2.3.2 - Liquidity Flashcards
Define and explain Liquidity?
The ability of a business to turn its assets into cash to pay its current liabilities
• The ability of a business to turn its assets into cash
• The least liquid assets are listed at the top of the statement of financial position (balance sheet) – premises and specialist machinery for example may take a while to sell, while stock is easy to sell on
• Cash is the most liquid asset of all
Define a Statement of financial position (balance sheet)?
- A PLC (Public Limited Company) or a LTD (Private Limited Company) business have to publish their accounts by UK law
- One of these accounts is the statement of financial position.
Why do businesses measure liquidity?
• A business owner and their investors can use liquidity as a measure of how healthy the business is, this it doesn’t have too many debts and that it can easily pay its bills
Name the two ways to measure liquidity?
- Current ratio
* Acid test ratio
What’s the Current Ratio formula?
Current assets / Current liabilities
- The Ideal ratio is 1.5:1, lower than this and there is not enough money to pay bills.
- Higher than this and there is too much money tied up in stock.
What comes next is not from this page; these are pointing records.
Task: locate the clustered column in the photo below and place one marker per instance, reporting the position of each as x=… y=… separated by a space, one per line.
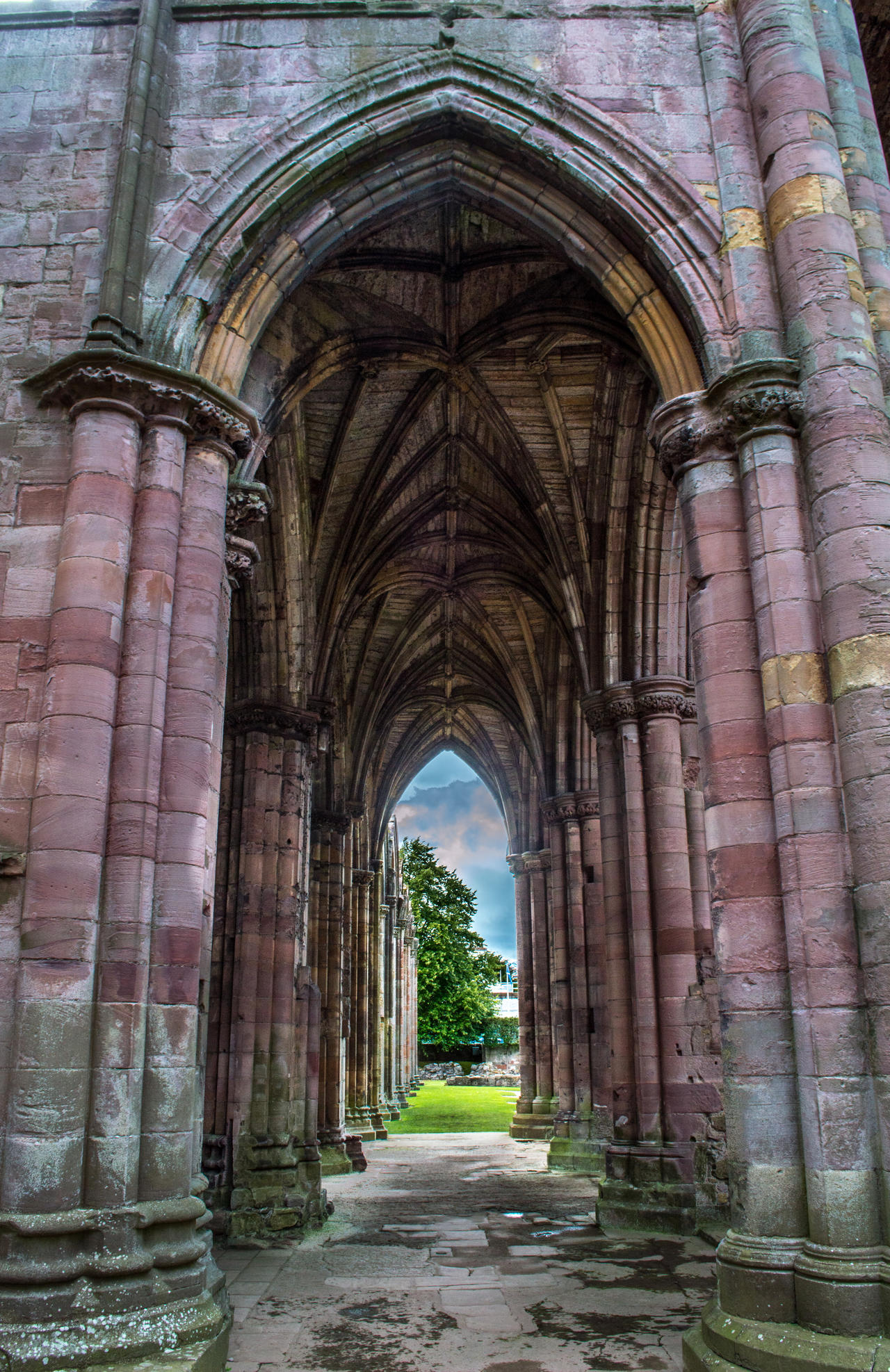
x=663 y=1165
x=800 y=1109
x=330 y=943
x=261 y=1150
x=105 y=1069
What’s the Acid Test Ratio formula?
Current Assets - Inventory / Current Liabilities
Explain the Acid Test Ratio?
- This is also known as the quick ratio and is a harsher test of liquidity because you cannot guarantee to sell all of the stock. Stock can also spoil, become obsolete or just go out of fashion.
- If a business has an acid test ratio of less than 1:1 then its current assets (minus stocks) do not cover its current liabilities.
- This could mean a problem for the business.
- Again some retailers with strong cash flow and fast moving stocks may have an acid test of 0.4:1 and be fine, it depends on the industry.
Name ways that liquidity can be improved?
- A business could reduce the amount of stocks that it holds, so finished goods need to be dispatched faster to customers.
- A business could reduce the credit period offered to customers, for example insist that customers pay in 30 days not 90.
- A business could also pay suppliers later on agreed credit terms.
- Increase borrowing long term and clear the short term debts.
Define Working Capital?
Working capital means the day-to-day finance needed in a business and can be calculated by CA-CL.